CPU warnings

Message boards : Number crunching : CPU warnings
Message board moderation

To post messages, you must log in.

AuthorMessage
Cavalary

Send message
Joined: 15 Jul 99
Posts: 104
Credit: 7,507,548
RAC: 38
Romania
Message 1706586 - Posted: 30 Jul 2015, 5:42:11 UTC

All right, now I'm even more worried. And while this isn't a SETI issue, I'm guessing people here know stuff about CPUs, so...

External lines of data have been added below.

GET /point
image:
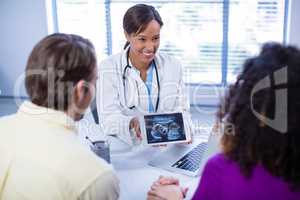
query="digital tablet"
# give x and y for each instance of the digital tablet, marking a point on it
(164, 128)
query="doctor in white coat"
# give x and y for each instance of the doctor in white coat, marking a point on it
(139, 79)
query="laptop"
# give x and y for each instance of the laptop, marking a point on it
(188, 159)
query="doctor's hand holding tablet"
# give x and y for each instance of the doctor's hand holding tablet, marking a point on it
(140, 81)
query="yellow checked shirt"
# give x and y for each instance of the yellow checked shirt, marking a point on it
(41, 158)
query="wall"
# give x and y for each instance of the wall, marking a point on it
(23, 24)
(294, 22)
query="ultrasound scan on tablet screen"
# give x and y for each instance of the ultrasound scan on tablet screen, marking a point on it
(164, 128)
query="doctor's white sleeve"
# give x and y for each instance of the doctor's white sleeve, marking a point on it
(109, 107)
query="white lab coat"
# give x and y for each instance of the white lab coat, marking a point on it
(113, 109)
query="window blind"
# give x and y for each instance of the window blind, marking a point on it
(211, 38)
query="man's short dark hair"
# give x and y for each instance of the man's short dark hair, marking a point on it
(56, 64)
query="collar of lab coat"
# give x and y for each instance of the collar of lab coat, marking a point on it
(133, 74)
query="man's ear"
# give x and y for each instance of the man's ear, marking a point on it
(81, 89)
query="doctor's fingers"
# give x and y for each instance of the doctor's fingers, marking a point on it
(153, 197)
(164, 180)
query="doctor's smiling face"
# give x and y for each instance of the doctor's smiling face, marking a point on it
(144, 45)
(142, 24)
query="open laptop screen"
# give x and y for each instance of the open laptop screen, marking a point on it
(162, 128)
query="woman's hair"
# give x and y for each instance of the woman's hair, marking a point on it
(56, 64)
(254, 141)
(138, 17)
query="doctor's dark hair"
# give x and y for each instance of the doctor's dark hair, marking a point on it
(251, 142)
(56, 64)
(138, 17)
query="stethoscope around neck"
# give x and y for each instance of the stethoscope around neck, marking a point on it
(124, 80)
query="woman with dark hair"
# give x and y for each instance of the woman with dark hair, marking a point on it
(261, 156)
(139, 79)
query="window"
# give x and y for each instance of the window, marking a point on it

TL;DL version: Apparently these existed since I got this computer a few months ago but I only noticed them last week in logs. Warning, WHEA-Logger Event ID 19, Corrected Machine Check, MciStat usually 0x90000040000f0005 but sometimes also 0xd0000080000f0005, 0xd00000c0000f0005 or 0xd0000100000f0005. Found on the Intel forums that at least 0x90000040000f0005 is a known Haswell issue (and CPU is a G3440, so fits) that's supposed to be entirely benign and to be ignored, and apparently there's even a FreeBSD patch to make it no longer list these warnings for that MciStat, but Windows is lagging on that.
However, now I just noticed a WU where I didn't get the canonical result (was validated, but with an initial inconclusive, then the other being confirmed) and the last such warning was while that WU was being processed. MciStat the supposedly entirely benign 0x90000040000f0005, but wondering if it actually did signify my CPU glitching just a bit and that translating into a difference there.
A few days ago I had noticed another that did the same, validated but not canonical, reported 3 min before one such warning, though there were none while it was processing so not sure. Otherwise, since last week no others with issues despite about a dozen or so of these.

More at length, as I posted on the Intel forums (no reply yet):

Interestingly, the warnings seem to pick up after Windows updates, as I see them get a burst after Patch Tuesday, lasting some 10 days. Last month I even had dozens per day during that time. Smaller bursts, averaging around 3 per day for a few days, after reboots due to installing/uninstalling/updating antivirus/firewall. Otherwise drops off to one every 1-2 days.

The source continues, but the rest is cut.